Lors de la Révolution de juillet 2024, l’armée a subi d’importantes pressions pour intervenir alors que les protestations contre le gouvernement s’intensifiaient. Alors que le l'armée a été déployée pour maintenir l'ordreses actions ont été retenues. Les rapports indiquent que l'armée a initialement utilisé une force très limitée, mais a semblé se retirer sous la pression des médias internationaux et des organisations de défense des droits de l'homme. Il apparaît que le peur de compromettre leurs opportunités de maintien de la paix à l'ONU – critique à la fois pour le prestige institutionnel et les avantages financiers personnels – a eu un effet dissuasif puissant.
Un autre facteur crucial a été le leadership du général Waker Uz Zaman, qui s’est abstenu de prendre le pouvoir malgré les appels publics à une intervention militaire. Sa décision reflète une reconnaissance des coûts à long terme d’un gouvernement direct dans un pays politiquement instable et économiquement fragile. Contrairement aux dirigeants précédents, qui considéraient les coups d’État comme un moyen d’affirmer leur contrôle, Zaman a donné la priorité à la réputation internationale et aux intérêts économiques de l’armée plutôt qu’aux gains politiques à court terme.
Cela dit, l'évolution du rôle de l'armée au Bangladesh – d'un acteur politique dominant à une institution professionnelle et économiquement engagée – trouve ses racines dans les leçons de l'histoire. Les assassinats de Mujib, Zia, Manzoor et Musharraf, ainsi que les cycles de coups d’État et de contre-coups d’État, ont mis en évidence les dangers du factionnalisme interne et l’instabilité d’un régime militaire direct.
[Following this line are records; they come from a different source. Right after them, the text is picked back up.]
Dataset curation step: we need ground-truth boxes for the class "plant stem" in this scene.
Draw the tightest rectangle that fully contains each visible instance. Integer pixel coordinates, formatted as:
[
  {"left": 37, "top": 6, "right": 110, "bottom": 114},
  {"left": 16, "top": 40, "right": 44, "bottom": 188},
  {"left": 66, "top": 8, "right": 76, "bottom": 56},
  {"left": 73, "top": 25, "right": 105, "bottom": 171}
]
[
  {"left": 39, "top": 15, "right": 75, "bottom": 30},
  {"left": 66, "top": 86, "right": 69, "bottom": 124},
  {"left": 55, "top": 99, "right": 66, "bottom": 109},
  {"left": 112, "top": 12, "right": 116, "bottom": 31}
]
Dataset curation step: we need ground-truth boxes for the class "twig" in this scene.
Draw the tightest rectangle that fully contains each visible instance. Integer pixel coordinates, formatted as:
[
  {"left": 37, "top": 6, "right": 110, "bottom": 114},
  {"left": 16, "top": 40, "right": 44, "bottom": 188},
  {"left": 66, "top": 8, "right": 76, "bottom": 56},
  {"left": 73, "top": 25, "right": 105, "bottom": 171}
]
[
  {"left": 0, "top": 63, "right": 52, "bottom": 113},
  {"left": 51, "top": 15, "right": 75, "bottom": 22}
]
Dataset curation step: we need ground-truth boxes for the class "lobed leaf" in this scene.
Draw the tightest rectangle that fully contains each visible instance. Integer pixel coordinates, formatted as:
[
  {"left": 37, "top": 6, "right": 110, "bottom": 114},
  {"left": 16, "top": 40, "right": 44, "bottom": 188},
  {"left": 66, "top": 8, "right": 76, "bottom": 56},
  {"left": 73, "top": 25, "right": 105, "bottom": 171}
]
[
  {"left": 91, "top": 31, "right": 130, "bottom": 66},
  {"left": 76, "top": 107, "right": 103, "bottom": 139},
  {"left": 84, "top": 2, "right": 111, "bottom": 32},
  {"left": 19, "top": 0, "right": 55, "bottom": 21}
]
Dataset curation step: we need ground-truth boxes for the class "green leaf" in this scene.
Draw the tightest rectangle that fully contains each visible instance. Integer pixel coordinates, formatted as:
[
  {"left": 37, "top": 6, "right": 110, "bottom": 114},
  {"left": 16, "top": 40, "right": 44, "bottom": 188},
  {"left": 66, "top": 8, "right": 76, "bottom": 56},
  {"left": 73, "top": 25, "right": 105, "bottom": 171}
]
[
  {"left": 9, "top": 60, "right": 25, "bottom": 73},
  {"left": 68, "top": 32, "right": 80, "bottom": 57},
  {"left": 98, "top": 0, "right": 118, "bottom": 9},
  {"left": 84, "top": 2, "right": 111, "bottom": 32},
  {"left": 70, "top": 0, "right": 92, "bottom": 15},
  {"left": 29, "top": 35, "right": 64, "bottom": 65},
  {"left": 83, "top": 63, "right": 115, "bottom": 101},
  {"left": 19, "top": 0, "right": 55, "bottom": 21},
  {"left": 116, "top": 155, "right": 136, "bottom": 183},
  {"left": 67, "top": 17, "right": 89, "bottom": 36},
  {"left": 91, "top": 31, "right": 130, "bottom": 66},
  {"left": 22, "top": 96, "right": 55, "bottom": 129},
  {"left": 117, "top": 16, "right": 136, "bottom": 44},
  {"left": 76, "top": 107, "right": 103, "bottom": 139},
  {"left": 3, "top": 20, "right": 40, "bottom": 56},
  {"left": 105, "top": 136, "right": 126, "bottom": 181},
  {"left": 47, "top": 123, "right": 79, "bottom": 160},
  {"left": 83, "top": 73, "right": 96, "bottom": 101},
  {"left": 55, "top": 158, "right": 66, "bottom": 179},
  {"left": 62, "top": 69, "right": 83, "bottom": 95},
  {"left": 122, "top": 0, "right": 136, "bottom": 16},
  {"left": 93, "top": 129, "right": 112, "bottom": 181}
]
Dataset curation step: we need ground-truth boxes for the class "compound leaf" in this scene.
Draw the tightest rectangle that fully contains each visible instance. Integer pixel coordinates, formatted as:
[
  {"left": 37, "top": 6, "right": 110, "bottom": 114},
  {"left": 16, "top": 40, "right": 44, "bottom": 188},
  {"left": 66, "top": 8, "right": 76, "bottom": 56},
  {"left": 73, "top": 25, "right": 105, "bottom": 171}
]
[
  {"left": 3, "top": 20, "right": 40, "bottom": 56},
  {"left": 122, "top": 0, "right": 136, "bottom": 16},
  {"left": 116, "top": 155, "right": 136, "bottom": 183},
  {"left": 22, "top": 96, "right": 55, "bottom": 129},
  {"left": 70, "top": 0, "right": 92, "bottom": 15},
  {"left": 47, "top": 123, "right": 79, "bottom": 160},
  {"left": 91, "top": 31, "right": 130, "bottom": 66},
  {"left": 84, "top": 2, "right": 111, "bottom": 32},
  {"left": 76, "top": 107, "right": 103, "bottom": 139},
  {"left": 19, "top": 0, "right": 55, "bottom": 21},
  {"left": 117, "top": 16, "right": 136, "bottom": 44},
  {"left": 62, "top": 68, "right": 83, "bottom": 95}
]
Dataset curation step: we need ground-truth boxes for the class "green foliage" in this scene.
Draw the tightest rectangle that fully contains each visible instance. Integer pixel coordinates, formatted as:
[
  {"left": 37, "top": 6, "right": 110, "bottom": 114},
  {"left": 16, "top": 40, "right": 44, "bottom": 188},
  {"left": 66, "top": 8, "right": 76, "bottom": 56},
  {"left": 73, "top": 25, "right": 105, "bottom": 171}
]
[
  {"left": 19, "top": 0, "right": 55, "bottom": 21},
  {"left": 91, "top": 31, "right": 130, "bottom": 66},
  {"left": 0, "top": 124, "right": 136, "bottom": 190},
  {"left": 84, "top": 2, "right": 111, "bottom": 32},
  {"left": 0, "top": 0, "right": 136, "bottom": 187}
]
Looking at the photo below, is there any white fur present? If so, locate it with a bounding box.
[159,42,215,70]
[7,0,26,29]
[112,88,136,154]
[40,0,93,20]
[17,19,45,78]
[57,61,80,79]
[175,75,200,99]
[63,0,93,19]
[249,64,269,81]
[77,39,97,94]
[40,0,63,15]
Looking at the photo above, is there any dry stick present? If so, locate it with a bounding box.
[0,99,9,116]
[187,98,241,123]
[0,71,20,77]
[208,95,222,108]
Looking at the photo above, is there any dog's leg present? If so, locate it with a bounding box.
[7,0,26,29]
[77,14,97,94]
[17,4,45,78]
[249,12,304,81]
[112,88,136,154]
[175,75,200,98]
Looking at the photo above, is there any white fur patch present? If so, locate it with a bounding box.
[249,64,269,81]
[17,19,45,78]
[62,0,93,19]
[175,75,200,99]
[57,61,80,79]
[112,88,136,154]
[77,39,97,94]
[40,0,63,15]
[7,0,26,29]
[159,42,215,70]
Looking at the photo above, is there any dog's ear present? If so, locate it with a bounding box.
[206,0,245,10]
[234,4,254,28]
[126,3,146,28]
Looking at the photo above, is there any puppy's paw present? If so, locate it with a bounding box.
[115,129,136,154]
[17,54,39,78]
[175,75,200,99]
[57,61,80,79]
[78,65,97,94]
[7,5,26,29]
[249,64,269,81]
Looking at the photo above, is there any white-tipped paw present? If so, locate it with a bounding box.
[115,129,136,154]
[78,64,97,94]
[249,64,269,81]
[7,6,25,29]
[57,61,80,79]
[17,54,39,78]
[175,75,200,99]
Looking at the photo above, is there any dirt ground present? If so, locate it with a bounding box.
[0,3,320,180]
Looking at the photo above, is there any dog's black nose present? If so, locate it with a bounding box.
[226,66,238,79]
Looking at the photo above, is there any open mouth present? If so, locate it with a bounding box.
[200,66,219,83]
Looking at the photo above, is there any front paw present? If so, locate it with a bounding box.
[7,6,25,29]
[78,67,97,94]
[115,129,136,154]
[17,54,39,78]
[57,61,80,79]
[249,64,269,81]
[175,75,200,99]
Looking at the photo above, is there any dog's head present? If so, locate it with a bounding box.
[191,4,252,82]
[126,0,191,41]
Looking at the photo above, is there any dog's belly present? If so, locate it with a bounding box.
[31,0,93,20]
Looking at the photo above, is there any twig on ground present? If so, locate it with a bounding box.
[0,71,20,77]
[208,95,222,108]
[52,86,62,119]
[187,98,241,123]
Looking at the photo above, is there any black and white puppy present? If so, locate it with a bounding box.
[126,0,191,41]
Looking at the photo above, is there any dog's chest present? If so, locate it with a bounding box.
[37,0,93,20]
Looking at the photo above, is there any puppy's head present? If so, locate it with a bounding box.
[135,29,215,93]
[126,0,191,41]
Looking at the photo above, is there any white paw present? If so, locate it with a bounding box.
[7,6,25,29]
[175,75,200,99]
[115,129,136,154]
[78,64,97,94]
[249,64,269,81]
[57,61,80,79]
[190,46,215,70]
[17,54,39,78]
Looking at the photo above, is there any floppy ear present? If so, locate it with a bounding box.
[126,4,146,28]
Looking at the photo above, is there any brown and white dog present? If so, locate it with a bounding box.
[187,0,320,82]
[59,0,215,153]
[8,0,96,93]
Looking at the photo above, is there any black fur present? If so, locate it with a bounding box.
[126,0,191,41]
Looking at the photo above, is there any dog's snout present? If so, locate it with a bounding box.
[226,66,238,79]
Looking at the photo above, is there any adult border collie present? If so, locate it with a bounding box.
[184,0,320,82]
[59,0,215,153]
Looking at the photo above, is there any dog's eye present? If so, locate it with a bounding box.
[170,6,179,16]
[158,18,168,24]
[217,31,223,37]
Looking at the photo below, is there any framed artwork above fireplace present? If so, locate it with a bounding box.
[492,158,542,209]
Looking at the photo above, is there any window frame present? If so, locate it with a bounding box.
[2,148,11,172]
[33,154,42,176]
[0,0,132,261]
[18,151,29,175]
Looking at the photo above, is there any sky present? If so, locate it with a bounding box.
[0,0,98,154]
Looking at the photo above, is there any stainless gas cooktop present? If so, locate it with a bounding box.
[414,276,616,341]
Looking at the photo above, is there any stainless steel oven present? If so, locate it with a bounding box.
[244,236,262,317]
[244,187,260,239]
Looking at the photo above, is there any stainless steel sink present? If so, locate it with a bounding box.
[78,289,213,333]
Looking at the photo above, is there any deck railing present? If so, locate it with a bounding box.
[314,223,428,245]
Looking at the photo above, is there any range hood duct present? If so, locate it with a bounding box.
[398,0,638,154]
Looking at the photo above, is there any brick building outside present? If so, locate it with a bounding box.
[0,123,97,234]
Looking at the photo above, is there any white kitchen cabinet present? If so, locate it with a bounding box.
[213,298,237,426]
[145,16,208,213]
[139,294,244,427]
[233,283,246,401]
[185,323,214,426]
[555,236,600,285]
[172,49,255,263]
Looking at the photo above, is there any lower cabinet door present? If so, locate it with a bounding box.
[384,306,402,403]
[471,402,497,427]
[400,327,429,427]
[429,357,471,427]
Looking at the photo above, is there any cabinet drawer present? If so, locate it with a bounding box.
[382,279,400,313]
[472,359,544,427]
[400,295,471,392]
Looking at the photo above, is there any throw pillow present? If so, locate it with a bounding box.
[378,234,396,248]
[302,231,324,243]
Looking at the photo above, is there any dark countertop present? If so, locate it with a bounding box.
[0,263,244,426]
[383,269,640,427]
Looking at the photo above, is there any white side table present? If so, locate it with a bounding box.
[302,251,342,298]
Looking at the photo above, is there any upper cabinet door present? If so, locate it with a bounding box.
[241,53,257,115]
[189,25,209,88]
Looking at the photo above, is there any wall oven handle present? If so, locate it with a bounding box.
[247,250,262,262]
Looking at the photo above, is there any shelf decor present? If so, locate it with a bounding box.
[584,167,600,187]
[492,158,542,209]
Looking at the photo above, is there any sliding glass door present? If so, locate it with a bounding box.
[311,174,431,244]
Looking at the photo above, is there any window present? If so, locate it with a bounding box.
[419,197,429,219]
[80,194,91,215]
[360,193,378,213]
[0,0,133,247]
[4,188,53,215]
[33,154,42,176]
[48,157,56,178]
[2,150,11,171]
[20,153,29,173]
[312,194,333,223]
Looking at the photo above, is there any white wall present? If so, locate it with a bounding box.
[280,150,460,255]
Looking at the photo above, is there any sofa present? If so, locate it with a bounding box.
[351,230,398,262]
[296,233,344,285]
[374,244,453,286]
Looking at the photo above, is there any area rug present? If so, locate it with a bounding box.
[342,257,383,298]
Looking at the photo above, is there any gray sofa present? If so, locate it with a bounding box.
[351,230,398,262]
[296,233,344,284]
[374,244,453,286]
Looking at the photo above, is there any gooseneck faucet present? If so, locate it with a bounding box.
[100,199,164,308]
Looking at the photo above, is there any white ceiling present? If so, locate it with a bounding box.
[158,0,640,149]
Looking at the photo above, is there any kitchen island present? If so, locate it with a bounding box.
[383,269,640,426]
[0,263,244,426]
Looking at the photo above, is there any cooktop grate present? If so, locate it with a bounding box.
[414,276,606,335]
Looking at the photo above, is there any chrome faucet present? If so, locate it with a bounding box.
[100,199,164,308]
Ces expériences, combinées aux opportunités offertes par les missions de maintien de la paix et l'intégration économique, ont fondamentalement remodelé les priorités militaires.
Aujourd'hui, l'armée reste un acteur important dans la gouvernance du Bangladesh, mais son rôle est davantage défini par des intérêts économiques et professionnels que par une domination politique. La Révolution de Juillet a souligné cette transformation, démontrant que la retenue de l’armée n’était pas simplement une question de leadership individuel mais le reflet de changements institutionnels plus larges. Les doubles incitations que sont la responsabilité internationale et l’intégration économique nationale ont créé un cadre qui décourage l’intervention politique directe, garantissant que l’armée opère dans les limites d’une institution professionnelle et connectée à l’échelle mondiale.
Cet héritage, bien que non dénué de défis, représente un changement significatif par rapport aux années turbulentes de coups d'État et d'assassinats, marquant un nouveau chapitre dans le rôle de l'armée dans la gouvernance et le développement du Bangladesh.